I first heard the Legend of Zgugina when I was six or seven

Zgugina, an old lady from Gozo

An old lady called Zgugina lived on the outskirts of the village of Gharb in Gozo. She was so poor that her only possession was her loving son Mattew (Mathew). Gozo is a very small island and her coast is dotted all around with small inlets and bays. Now in those dark and dangerous times the sea between Gozo and Sicily to the North and between Gozo and Tunisia to the South was infested with pirates(furbani). Not far from the farmhouse where Zgugina lived with her son there is an inlet known as Wied il-Mielah (Salt Vallely) and it was not the first time that in the dead of night these wicked sea-dogs landed secretly, pillaged and stole whatever they could find. It so happened that one dark night, some of these men armed to the teeth with knives and swords found their way to the old woman's abode and stole her only dear possession, her son Mattew. They carried him stealthily away and bundled him in one of their boats. His poor mother only missed him when she woke up early in the morning and she knew at once what had happened.

Grief stricken as she was, with tears streaming down her cheeks she did not know how she made her way to the little chapel dedicated to St. Dimitrius. There she knelt, her face to the floor in front of the titular painting of the saint. "St. Dimitrius please bring back my son, please, please. He is my only possession and my only purpose in life. Please, bring him back to me, I know you can. Go on your horse and bring him back. Please save him from the corsairs and I will light some oil for you in thanksgiving every day".

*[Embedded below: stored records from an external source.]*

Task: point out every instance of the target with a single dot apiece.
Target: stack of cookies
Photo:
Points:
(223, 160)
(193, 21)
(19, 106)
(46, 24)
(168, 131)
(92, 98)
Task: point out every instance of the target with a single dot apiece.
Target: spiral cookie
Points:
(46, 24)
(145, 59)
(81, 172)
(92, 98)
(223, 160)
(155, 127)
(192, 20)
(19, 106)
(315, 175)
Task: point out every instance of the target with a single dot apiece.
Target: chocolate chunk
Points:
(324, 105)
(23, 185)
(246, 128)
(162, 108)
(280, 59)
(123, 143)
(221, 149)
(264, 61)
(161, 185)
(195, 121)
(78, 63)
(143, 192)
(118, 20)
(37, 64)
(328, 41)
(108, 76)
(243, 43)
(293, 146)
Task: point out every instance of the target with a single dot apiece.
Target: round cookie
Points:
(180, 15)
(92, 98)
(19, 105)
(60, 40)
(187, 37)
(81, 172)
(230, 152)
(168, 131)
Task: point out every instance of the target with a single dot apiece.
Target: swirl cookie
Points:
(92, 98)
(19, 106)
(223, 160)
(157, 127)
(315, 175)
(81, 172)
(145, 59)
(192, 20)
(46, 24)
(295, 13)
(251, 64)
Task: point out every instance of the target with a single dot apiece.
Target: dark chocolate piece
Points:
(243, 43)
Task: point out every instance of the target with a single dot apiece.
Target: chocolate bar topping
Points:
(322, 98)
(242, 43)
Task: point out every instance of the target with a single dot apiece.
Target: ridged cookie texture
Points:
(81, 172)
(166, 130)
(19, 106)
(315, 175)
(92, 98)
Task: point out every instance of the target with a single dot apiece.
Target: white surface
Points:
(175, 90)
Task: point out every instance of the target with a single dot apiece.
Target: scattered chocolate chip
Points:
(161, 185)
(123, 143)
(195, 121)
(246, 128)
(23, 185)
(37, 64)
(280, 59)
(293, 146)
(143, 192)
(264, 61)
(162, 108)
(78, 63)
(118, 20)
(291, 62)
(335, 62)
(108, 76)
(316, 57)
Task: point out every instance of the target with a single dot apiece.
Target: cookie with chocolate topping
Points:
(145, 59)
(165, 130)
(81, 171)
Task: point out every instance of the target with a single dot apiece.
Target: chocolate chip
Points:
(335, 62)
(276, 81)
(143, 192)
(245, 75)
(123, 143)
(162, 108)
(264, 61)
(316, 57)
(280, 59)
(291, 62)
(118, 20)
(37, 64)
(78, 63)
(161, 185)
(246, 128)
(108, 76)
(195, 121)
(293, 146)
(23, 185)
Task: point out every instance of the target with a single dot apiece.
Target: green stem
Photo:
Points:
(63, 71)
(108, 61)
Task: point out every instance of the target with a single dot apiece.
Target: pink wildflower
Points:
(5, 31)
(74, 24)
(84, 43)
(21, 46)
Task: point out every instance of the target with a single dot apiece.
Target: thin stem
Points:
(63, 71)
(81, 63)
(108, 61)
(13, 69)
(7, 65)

And thereupon, St. Dimitrius taking pity on the faithful heart-broken woman tore himself from the painting and riding his gallant white steed galloped down the aisle, left the church and disappeared in a mysterious cloud of dust. She could not believe her eyes. The horse's hooves made so much noise in the little church and she could see bright sparks flying from under its horse-shoes as they hit the stone flags. But of course it was all a dream for when she looked at the titular painting, St.Dimitrius was still there astride his horse as he had been for as long as she could remember. On the other hand, she felt in her heart that her beloved Saint would not foresake her and so she continued to pray and wring her hands in grief. She would continue praying until St. Dimitrius heard her pleas.

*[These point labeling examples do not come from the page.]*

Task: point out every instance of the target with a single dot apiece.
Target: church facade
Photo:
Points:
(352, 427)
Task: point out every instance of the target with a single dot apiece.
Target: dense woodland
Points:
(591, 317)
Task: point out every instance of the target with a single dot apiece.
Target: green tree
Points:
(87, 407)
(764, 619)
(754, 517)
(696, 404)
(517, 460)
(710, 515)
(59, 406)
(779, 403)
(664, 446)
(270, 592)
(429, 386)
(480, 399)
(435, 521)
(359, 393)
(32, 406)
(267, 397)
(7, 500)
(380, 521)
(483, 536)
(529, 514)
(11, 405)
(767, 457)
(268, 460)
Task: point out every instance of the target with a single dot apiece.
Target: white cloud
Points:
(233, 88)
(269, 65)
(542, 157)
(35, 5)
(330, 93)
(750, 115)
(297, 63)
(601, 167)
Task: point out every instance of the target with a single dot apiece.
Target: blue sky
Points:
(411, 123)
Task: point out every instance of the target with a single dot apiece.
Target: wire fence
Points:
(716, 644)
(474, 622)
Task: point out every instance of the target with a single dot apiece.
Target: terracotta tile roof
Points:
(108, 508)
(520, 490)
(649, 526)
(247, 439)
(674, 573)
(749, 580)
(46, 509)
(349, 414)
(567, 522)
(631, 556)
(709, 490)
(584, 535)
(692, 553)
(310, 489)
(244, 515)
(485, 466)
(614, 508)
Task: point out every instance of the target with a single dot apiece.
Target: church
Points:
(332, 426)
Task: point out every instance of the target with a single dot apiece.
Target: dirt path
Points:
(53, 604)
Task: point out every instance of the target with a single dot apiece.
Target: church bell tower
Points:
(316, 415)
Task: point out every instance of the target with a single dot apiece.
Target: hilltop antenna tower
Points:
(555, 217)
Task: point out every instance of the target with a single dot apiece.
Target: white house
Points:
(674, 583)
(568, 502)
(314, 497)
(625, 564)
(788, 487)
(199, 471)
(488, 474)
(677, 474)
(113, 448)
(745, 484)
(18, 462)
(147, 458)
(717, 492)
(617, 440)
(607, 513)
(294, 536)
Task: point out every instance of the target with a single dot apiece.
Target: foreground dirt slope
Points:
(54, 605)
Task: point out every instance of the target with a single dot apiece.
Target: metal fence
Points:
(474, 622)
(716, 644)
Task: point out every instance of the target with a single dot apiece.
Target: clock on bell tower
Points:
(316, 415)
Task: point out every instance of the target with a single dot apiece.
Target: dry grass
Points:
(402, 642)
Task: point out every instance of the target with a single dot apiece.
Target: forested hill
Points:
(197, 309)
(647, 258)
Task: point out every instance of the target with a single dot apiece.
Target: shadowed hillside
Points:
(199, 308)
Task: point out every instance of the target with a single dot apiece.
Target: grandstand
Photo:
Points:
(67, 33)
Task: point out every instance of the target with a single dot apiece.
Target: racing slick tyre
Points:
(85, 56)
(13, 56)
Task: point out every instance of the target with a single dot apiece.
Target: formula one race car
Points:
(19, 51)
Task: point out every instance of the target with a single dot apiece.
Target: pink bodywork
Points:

Some moments later another strange thing happened. How was this possible! She could distinctly hear a horse outside neighing, snorting and stamping as if it had just returned from a long hard ride. She turned to gaze at the church door but it was so filled with bright light that the poor woman could see nothing and she had to shield her eyes. Then out of the glare, smiling and with arms outstretched she saw her son Mattew emerging and running towards her. Thank you St. Dimitrius for bringing my son back, the old woman kept saying repeatedly all the while hugging and covering her son with kisses. I knew He would hear me, Zgugina told her son.

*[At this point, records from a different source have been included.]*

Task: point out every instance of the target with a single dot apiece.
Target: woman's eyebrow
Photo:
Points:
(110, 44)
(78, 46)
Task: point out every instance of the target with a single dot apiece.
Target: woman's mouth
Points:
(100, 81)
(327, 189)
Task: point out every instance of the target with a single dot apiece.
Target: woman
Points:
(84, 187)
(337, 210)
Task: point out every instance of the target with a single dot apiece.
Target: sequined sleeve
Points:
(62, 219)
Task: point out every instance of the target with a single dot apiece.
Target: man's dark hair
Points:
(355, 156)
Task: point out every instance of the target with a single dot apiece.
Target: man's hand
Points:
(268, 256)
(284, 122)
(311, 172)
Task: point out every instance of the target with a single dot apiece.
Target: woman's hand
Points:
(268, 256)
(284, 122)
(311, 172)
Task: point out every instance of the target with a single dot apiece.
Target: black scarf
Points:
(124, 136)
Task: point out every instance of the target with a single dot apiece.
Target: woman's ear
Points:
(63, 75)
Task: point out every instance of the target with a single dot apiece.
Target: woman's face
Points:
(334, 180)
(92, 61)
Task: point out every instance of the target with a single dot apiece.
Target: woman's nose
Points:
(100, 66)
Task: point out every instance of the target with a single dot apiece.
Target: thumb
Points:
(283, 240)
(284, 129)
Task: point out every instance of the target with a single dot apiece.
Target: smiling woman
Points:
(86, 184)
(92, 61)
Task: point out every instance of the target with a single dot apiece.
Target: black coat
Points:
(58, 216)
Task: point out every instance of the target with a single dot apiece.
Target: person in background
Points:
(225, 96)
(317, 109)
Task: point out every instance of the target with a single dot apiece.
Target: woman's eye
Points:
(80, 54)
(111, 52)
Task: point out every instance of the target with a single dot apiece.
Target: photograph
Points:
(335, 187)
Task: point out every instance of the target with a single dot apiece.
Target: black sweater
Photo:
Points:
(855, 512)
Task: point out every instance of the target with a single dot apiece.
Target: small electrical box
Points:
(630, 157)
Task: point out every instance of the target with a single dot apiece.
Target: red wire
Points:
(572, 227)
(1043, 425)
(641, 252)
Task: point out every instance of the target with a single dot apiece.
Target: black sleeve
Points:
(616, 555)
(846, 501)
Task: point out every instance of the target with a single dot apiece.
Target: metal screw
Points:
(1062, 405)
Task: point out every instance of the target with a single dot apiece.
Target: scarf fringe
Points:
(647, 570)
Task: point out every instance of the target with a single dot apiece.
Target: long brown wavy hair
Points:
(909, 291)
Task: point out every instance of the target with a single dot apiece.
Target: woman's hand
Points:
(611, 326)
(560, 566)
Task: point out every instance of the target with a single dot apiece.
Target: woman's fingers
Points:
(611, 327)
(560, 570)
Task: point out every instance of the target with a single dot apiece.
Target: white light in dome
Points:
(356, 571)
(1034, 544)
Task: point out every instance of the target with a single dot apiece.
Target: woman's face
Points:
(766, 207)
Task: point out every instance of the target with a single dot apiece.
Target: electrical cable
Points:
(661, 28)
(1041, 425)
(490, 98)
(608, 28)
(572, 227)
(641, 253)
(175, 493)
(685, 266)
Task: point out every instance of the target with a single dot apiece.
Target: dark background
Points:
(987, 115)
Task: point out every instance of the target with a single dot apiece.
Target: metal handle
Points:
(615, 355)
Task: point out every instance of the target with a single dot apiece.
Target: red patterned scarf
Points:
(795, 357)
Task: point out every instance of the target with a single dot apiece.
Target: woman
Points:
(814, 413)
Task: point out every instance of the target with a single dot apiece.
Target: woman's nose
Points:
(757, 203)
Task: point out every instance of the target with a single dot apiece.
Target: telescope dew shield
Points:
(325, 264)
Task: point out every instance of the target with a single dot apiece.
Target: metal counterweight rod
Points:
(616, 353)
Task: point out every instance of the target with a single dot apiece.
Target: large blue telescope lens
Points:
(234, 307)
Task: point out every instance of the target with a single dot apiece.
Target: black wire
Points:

When eventually the mother and her son left the chapel they noticed that St. Dimitrius had miraculously left an imprint of a horse-shoe in the soft limestone a few paces away from the chapel as a memento of his favour granted to Zgugina, the old lady from Gozo. The mark of the horse-shoe can still be seen to this day. Folk from Gharb recount that on dark and moonless nights when the sea is calm, a ghostly light can still be seen shimmering in the depths of the sea and they believe that it is Zgugina's light still burning in honour of St. Dimitrius.